To detect these key molecules, researchers coat the probe with certain organic molecules or antibodies that are known to attract the target proteins, just like iron to a magnet. If the desired proteins are present within the cell, they begin to accumulate on the probe and cause a slight-but-detectable shift in the wavelength of the light being emitted from the device. This shift is a positive indication that the protein is present and in what quantity.
"Let's say you have a study that is interested in whether a certain drug produces or inhibits a specific protein. Our biosensor would tell definitively if the drug was working and how well based on the color of the light from the probe. It would be quite a powerful tool," explained Sanjiv Sam Gambhir, MD, co-author of the paper and chair of the Department of Radiology at the Stanford School of Medicine as well as director of Stanford's Canary Center for Early Cancer Detection.
As such, embeddable nanoscale optical sensors would represent a key development in the quest for patient-specific cancer therapies--often referred to as personalized medicine--in which drugs are targeted to the patient based on efficacy.
A CLEVER STRUCTURE
Structurally, the new device is a sandwich of extremely thin layers of the semiconductor gallium arsenide alternated with similarly thin layers of light-emitting crystal, a sort of photonic fuel known as quantum dots. The structure is carved out of chips or wafers, much like sculptures are chiseled out of rock. Once sculpted, the devices remain tethered to the thick substrate.
Shambat and his fellow engineers have been working on similar optical devices for use in ultrafast, ultra-efficient computer applications where having devices immobilized on chips and wafers does not matter so much since they will ultimately be integrated with microelectronics.
For biological applications, however, the thick, heavy substrate presents a serious hurdle for interfacing with single-cells. The underlying and all-important nanocavities are locked in position on the rigid material and unable to penetrate cell walls.
Shambat's breakthrough came when he was able to peel away the photonic nanobeams, leaving the bulky wafer behind.

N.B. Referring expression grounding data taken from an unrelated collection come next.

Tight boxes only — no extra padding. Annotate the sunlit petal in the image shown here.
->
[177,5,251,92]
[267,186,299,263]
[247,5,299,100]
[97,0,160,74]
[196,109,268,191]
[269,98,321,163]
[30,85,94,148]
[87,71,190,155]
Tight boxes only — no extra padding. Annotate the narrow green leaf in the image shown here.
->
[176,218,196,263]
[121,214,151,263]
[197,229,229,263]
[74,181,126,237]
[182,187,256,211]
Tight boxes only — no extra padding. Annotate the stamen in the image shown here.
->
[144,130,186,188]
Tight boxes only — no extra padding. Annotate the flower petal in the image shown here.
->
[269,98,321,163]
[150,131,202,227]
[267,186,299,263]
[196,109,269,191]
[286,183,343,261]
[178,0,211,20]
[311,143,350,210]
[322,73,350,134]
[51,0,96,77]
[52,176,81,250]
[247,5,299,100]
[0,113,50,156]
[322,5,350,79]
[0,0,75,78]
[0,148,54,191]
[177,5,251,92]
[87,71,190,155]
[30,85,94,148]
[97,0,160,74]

He then glued the ultrathin photonic device to a fiber optic cable with which he steers the needle-like probe toward and into the cell.

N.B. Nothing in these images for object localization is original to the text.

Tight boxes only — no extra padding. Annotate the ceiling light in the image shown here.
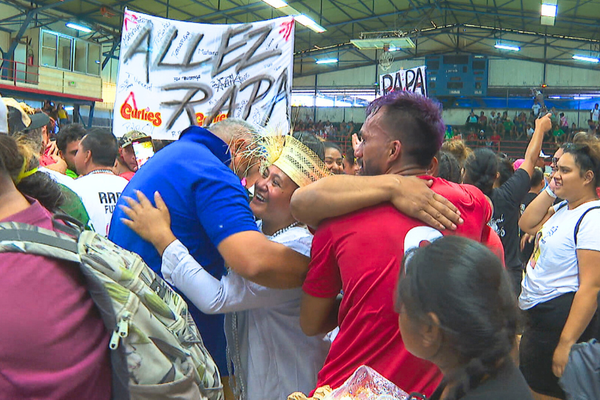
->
[574,96,592,100]
[64,106,74,111]
[541,0,557,25]
[541,3,557,17]
[495,43,520,51]
[295,14,326,33]
[316,58,337,64]
[573,55,600,63]
[66,22,92,33]
[262,0,287,8]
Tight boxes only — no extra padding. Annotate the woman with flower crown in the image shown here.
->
[120,131,332,400]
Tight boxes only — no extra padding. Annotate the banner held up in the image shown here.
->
[379,66,427,97]
[113,10,295,140]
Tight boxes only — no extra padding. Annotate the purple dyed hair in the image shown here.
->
[366,90,446,150]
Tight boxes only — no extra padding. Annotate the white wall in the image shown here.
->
[488,59,544,87]
[488,59,600,88]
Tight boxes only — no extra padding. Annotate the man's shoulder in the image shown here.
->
[431,177,485,202]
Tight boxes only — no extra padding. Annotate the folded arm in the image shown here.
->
[519,187,556,234]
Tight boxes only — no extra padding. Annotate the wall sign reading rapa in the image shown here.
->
[379,66,427,97]
[113,9,295,139]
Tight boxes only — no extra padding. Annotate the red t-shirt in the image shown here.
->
[303,177,492,396]
[0,200,112,399]
[120,171,136,181]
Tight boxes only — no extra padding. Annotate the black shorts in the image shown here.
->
[520,292,599,398]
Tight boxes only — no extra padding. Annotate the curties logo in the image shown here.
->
[120,92,162,127]
[195,111,227,127]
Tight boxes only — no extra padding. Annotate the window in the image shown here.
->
[41,31,57,67]
[87,43,100,75]
[40,30,101,76]
[73,39,87,73]
[73,38,101,75]
[57,37,72,69]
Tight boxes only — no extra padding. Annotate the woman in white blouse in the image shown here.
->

Similarly, anticipating that gallium arsenide could be toxic to cells, Shambat also devised a clever way to encapsulate his devices in a thin, electrically insulating coating of alumina and zirconia. The coating serves two purposes: it both protects the cell from the potentially toxic gallium arsenide and protects the probe from degrading in the cell environment.

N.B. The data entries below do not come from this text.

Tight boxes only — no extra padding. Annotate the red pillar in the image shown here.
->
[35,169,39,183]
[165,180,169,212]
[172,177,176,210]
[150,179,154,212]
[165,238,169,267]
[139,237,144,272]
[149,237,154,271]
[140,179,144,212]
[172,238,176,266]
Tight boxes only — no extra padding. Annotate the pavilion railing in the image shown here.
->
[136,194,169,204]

Once inserted in the cell, the probe emits light, which can be observed from outside. For engineers, it means that almost any current application or use of these powerful photonic devices can be translated into the previously off-limits environment of the cell interior.
In one finding that the authors describe as stunning, they loaded their nanobeams into cells and watched as the cells grew, migrated around the research environment and reproduced. Each time a cell divided, one of the daughter cells inherited the nanobeam from the parent and the beam continued to function as expected.
This inheritability frees researchers to study living cells over long periods of time, a research advantage not possible with existing detection techniques, which require cells be either dead or fixed in place.
"Our nanoscale probes can reside in cells for long periods of time, potentially providing sensor feedback or giving control signals to the cells down the road," said Shambat. "We tracked one cell for eight days. That's a long time for a single-cell study."
Other contributing authors of the study include post-doctoral scholar Sri-Rajasekhar Kothapalli, research associate J Provine, doctoral candidate Tomas Sarmiento and Professor James Harris.
Funding for this study was provided by The Beckman Center for Molecular and Genetic Medicine at Stanford, the Canary Foundation and the Center for Cancer and Nanotechnology Excellence.